The party was a great success. Even Mrs. Carew admitted that. Jamie, in his wheel chair, Jerry with his startling, but expressive vocabulary, and the girl (whose name proved to be Sadie Dean), vied with each other in amusing the more diffident guests. Sadie Dean, much to the others’ surprise⁠—and perhaps to her own⁠—disclosed an intimate knowledge of the most fascinating games; and these games, with Jamie’s stories and Jerry’s good-natured banter, kept everyone in gales of laughter until supper and the generous distribution of presents from the laden tree sent the happy guests home with tired sighs of content.

If Jamie (who with Jerry was the last to leave) looked about him a bit wistfully, no one apparently noticed it. Yet Mrs. Carew, when she bade him good night, said low in his ear, half impatiently, half embarrassedly:

“Well, Jamie, have you changed your mind⁠—about coming?”

The boy hesitated. A faint color stole into his cheeks. He turned and looked into her eyes wistfully, searchingly. Then very slowly he shook his head.

“If it could always be⁠—like tonight, I⁠—could,” he sighed. “But it wouldn’t. There’d be tomorrow, and next week, and next month, and next year comin’; and I’d know before next week that I hadn’t oughter come.”

If Mrs. Carew had thought that the New Year’s Eve party was to end the matter of Pollyanna’s efforts in behalf of Sadie Dean, she was soon undeceived; for the very next morning Pollyanna began to talk of her.

“And I’m so glad I found her again,” she prattled contentedly. “Even if I haven’t been able to find the real Jamie for you, I’ve found somebody else for you to love⁠—and of course you’ll love to love her, ’cause it’s just another way of loving Jamie.”

Mrs. Carew drew in her breath and gave a little gasp of exasperation. This unfailing faith in her goodness of heart, and unhesitating belief in her desire to “help everybody” was most disconcerting, and sometimes most annoying. At the same time it was a most difficult thing to disclaim⁠—under the circumstances, especially with Pollyanna’s happy, confident eyes full on her face.

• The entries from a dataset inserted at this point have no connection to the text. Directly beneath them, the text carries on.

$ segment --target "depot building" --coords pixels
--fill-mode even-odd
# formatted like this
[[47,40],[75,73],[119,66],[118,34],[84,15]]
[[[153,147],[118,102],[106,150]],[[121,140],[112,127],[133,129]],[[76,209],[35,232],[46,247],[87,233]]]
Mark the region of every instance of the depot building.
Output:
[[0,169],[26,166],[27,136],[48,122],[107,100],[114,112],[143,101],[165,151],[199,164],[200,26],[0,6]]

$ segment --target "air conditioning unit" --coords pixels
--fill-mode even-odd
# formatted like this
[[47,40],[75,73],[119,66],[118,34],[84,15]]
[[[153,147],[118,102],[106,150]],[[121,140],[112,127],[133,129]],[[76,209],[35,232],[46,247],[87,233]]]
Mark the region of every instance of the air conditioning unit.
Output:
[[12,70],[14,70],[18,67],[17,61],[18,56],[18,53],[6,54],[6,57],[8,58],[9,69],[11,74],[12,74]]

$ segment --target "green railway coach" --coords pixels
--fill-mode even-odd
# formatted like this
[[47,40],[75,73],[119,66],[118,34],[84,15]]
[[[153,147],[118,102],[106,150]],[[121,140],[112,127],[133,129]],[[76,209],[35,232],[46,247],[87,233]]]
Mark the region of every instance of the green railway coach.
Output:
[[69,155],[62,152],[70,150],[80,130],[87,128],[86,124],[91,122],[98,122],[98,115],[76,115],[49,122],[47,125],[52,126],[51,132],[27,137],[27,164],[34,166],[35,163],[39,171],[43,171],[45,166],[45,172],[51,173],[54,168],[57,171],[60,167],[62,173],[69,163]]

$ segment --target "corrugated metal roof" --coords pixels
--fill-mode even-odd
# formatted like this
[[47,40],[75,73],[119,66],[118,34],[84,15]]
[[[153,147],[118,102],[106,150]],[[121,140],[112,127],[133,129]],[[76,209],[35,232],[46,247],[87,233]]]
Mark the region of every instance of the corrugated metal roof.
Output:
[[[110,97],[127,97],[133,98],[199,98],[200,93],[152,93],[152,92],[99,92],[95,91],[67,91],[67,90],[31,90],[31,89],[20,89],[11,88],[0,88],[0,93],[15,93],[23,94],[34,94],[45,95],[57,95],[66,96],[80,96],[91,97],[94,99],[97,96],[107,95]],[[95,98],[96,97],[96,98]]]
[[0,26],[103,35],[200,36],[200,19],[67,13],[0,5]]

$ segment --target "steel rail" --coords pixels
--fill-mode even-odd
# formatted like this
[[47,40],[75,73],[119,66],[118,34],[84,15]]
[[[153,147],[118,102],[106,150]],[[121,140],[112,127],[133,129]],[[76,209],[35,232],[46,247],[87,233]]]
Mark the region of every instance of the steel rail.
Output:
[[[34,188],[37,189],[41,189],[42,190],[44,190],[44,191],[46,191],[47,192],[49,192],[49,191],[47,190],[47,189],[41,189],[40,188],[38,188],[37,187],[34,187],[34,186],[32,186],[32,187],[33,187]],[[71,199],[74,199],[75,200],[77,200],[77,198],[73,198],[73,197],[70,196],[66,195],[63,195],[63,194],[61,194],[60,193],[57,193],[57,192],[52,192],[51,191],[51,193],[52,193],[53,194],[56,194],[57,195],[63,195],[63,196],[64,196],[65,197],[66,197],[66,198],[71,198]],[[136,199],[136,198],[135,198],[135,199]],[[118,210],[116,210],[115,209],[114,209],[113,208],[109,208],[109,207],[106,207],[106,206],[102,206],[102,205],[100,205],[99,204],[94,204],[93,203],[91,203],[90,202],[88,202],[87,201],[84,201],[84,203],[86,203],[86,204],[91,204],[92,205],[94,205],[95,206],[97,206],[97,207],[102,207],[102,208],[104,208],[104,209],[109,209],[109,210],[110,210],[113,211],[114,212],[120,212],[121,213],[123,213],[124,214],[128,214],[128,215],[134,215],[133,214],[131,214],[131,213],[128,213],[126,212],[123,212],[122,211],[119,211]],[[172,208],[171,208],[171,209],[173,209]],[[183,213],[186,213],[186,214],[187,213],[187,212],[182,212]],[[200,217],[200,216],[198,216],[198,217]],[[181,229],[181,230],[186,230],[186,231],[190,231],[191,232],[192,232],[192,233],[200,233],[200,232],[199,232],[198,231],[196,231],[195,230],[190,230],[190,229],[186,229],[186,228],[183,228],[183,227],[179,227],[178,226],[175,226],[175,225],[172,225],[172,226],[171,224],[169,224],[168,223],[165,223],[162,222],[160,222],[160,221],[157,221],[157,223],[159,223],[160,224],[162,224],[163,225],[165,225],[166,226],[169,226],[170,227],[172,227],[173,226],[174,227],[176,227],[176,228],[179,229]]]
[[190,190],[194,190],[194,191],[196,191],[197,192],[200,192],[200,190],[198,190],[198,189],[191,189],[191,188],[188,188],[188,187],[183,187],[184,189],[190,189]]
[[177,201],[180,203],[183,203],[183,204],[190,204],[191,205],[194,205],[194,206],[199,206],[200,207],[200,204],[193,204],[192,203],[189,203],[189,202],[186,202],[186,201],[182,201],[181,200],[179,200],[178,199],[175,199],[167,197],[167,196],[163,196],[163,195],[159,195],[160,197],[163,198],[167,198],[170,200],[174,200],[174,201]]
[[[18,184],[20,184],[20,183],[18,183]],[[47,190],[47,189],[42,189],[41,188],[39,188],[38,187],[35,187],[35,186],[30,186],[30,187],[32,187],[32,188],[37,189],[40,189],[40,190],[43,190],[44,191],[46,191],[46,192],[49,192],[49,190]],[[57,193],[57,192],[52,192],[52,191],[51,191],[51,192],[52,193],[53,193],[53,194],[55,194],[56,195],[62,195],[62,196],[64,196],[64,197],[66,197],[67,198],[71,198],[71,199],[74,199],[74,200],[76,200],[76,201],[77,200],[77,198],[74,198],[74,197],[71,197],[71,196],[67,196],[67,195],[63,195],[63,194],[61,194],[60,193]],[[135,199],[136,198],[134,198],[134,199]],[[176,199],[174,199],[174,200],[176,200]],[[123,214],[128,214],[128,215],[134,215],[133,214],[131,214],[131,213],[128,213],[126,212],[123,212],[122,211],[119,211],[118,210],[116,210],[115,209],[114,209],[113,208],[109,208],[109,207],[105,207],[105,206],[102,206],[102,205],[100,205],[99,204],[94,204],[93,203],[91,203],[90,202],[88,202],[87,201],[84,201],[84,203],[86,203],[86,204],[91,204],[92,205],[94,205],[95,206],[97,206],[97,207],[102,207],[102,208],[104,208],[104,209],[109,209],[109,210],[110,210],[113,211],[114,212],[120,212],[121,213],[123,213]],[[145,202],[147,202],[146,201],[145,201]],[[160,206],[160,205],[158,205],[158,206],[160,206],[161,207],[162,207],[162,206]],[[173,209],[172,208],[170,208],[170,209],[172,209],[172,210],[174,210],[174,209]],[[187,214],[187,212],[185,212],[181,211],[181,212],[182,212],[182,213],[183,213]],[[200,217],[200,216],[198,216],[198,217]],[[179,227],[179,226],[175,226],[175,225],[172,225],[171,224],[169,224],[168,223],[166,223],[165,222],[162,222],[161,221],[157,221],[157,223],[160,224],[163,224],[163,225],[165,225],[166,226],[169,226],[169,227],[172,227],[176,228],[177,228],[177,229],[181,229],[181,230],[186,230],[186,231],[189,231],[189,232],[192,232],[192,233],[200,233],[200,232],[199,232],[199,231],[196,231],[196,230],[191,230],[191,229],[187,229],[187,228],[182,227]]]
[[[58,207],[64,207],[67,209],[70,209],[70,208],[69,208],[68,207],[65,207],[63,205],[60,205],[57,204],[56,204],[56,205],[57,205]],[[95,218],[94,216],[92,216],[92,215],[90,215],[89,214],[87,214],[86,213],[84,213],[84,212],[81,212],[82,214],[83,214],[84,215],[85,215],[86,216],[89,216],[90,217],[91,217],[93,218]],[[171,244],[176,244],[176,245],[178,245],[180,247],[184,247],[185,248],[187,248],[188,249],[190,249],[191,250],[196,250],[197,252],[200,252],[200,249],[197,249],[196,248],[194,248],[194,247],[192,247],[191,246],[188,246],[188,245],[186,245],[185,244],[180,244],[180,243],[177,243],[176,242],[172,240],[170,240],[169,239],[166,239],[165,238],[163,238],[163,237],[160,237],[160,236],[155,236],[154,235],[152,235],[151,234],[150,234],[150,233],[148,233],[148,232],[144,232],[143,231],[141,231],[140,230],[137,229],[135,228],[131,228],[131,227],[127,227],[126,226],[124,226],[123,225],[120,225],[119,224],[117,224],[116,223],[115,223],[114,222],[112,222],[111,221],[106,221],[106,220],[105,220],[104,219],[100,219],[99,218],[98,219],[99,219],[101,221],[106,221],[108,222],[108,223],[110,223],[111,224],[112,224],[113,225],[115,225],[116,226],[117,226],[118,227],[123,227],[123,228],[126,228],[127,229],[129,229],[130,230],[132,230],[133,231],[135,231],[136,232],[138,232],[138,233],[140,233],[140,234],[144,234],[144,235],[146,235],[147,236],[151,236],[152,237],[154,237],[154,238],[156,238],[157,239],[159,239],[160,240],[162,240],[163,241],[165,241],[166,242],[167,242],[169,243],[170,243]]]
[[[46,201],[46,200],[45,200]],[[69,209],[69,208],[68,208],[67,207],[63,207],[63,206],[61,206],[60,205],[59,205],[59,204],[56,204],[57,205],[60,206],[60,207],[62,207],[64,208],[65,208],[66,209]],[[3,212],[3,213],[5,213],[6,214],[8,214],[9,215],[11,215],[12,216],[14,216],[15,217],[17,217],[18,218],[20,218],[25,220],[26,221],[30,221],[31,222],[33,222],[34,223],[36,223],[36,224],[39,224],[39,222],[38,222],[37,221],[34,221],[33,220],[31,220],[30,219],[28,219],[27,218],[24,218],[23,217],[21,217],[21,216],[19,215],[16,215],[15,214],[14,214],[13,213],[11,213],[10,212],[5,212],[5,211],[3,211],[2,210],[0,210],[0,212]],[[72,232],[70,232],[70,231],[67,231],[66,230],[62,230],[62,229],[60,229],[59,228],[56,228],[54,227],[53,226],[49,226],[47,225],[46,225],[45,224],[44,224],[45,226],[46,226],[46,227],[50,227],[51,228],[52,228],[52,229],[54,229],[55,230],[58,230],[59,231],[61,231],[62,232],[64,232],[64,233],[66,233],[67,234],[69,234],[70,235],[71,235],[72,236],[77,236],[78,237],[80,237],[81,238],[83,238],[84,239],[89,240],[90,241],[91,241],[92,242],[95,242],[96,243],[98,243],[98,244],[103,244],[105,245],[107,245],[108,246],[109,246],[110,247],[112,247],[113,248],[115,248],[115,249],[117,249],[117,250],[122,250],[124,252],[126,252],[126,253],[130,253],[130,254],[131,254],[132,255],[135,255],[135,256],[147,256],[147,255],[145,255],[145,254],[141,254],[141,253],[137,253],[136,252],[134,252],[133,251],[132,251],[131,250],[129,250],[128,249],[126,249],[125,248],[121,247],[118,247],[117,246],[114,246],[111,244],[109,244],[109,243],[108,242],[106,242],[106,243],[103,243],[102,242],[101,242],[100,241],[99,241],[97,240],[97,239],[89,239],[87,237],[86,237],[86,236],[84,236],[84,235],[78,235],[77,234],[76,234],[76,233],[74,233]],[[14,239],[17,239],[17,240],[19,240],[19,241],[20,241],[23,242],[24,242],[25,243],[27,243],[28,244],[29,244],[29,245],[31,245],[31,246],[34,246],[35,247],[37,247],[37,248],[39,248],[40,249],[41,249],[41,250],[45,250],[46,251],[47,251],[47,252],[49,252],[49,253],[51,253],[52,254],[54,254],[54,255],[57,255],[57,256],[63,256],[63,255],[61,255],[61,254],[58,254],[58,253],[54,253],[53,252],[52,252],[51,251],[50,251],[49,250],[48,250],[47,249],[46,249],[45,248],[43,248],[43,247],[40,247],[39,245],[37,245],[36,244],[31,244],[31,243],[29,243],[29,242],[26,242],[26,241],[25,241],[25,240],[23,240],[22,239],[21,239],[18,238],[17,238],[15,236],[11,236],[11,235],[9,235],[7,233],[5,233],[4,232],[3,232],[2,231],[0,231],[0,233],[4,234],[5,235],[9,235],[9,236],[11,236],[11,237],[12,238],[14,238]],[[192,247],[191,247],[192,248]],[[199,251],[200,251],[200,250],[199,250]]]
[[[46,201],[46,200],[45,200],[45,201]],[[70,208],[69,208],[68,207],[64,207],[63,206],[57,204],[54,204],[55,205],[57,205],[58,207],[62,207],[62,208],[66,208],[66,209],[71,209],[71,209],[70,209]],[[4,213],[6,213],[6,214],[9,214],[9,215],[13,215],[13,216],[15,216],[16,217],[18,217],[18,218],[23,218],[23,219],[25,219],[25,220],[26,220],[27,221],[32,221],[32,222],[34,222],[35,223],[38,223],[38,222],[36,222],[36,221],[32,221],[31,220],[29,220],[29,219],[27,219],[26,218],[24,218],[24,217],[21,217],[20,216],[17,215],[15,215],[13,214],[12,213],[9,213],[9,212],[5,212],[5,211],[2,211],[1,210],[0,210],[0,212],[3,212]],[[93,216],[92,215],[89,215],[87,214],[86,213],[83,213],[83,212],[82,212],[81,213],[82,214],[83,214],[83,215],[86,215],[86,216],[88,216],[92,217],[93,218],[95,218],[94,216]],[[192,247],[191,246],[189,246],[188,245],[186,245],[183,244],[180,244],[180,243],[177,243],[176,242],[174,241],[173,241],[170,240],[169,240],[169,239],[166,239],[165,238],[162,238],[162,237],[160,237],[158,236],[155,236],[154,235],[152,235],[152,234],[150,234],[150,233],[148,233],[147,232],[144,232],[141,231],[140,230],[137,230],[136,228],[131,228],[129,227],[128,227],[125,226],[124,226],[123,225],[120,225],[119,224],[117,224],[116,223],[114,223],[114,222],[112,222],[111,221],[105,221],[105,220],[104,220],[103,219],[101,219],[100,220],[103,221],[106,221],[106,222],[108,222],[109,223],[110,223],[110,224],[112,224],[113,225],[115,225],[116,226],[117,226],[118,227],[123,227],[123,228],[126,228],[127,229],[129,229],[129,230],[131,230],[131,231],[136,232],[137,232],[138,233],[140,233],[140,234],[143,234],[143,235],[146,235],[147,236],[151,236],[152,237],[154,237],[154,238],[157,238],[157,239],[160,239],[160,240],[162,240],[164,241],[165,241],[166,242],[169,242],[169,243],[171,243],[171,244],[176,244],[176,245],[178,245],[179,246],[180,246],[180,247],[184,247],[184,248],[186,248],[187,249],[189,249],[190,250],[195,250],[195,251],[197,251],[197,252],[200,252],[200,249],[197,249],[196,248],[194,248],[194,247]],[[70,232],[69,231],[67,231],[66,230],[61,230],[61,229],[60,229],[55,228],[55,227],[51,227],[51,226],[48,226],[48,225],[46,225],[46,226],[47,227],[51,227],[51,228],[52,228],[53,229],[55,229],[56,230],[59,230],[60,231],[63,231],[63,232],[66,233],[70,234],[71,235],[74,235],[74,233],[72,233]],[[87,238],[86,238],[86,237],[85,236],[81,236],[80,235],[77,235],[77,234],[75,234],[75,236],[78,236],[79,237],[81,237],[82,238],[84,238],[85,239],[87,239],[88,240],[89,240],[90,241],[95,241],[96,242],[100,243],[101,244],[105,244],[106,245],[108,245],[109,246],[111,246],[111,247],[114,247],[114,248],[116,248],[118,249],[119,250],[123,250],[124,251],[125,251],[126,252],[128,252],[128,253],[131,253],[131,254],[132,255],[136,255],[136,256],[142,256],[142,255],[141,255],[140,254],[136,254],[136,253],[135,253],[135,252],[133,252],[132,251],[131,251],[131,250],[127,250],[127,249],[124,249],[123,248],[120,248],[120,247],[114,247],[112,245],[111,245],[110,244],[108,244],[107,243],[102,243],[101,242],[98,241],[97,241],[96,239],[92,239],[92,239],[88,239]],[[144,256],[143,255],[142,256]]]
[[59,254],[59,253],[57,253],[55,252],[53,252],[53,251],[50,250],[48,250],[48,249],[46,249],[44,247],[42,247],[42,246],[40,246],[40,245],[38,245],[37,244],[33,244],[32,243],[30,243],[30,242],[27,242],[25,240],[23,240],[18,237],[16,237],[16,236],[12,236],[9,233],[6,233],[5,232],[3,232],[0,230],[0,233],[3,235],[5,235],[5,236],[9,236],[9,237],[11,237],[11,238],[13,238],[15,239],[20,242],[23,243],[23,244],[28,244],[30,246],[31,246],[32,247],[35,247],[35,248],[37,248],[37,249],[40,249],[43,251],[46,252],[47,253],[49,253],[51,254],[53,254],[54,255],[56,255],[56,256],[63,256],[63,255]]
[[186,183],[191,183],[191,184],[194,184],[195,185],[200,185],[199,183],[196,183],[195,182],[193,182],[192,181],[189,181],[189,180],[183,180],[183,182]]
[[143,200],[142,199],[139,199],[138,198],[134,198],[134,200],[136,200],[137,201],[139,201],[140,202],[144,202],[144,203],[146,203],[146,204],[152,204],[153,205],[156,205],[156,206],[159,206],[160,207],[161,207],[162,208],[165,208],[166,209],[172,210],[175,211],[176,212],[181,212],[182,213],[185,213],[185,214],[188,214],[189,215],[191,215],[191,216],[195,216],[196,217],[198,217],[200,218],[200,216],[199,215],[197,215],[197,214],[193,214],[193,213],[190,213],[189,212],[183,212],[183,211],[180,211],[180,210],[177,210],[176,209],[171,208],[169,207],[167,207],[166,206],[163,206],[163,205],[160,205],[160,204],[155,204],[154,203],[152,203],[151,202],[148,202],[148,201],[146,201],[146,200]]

“But, Pollyanna,” she objected impotently, at last, feeling very much as if she were struggling against invisible silken cords, “I⁠—you⁠—this girl really isn’t Jamie, at all, you know.”

“I know she isn’t,” sympathized Pollyanna quickly. “And of course I’m just as sorry she isn’t Jamie as can be. But she’s somebody’s Jamie⁠—that is, I mean she hasn’t got anybody down here to love her and⁠—and notice, you know; and so whenever you remember Jamie I should think you couldn’t be glad enough there was somebody you could help, just as you’d want folks to help Jamie, wherever he is.”

Mrs. Carew shivered and gave a little moan.

“But I want my Jamie,” she grieved.

Pollyanna nodded with understanding eyes.

“I know⁠—the ‘child’s presence.’ Mr. Pendleton told me about it⁠—only you’ve got the ‘woman’s hand.’ ”

“ ‘Woman’s hand’?”

“Yes⁠—to make a home, you know. He said that it took a woman’s hand or a child’s presence to make a home. That was when he wanted me, and I found him Jimmy, and he adopted him instead.”

“Jimmy?” Mrs. Carew looked up with the startled something in her eyes that always came into them at the mention of any variant of that name.

“Yes; Jimmy Bean.”

“Oh⁠—Bean,” said Mrs. Carew, relaxing.

“Yes. He was from an Orphan’s Home, and he ran away. I found him. He said he wanted another kind of a home with a mother in it instead of a Matron.